I recommend you watch the video.
I don't really understand your first paragraph. You don't define "seat of your pants" thinking, or your "they", or your 120 Zeros.
Your second paragraph is an assertion, so fails the test of validation. Not even sure what your argument is.
In your third paragraph, you elevate scientists beyond their station. They have no greater insights beyond the borders of knowledge than anyone else, except perhaps that they know where the borders are within their discipline. Heisenberg was no different.

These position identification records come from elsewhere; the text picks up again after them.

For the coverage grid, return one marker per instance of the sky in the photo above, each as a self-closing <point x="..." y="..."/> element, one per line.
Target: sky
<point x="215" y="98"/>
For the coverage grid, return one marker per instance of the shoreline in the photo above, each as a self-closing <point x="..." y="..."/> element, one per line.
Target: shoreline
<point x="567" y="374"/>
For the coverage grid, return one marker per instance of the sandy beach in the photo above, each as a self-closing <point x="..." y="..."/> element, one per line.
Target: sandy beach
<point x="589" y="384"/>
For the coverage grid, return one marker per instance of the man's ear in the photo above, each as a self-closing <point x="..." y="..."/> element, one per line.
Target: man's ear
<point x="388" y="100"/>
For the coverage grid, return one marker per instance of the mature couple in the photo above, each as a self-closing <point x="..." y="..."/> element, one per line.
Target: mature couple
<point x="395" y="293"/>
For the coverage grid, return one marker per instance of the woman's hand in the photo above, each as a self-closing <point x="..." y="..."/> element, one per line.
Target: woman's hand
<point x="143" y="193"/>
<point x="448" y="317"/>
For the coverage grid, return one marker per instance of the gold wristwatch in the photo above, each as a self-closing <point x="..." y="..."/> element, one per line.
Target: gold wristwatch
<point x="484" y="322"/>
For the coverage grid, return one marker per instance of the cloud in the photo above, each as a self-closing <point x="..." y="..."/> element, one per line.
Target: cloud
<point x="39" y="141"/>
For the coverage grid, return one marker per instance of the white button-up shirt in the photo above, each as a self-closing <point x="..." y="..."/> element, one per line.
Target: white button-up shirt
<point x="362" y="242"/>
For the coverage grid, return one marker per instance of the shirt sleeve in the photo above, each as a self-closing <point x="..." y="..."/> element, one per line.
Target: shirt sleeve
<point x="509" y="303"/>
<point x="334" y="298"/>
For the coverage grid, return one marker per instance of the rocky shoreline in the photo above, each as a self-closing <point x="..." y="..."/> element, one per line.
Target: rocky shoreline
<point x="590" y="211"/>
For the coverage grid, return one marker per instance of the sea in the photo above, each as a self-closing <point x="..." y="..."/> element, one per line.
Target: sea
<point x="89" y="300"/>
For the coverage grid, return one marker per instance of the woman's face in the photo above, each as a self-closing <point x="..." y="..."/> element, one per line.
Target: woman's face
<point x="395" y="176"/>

Those borders change over time, of course. Newton knew more than Galileo and Galileo than Ptolemy. Things we see as laws are occasionally refined or refuted when there is new knowledge available. Even so, scientific laws at any point reflect the truth as far as it can be tested. Thus laws at a minimum approximate the truth.
By the way, I think you are misinterpreting Heisenberg. He didn't say we would find God there. He wondered if we would ever reach the place such a being inhabits. The quote ends with a question: "will we be able to get to the bottom of the glass?"
Heisenberg acknowledges the gap. All of his knowledge of science is useless to him. He is speculating about a god, in much the same way a wandering Hebrew might have done when contemplating the fire and brimstone at Sodom. We don't know what caused it, so there must be a God...
Except now we might be able to explain a fire and brimstone event of such a sort. And in a thousand years, the things that Heisenberg wondered about will probably be explicable.
Please remind me who it is that is the source of your theory. Also, what is your definition of the scientific method?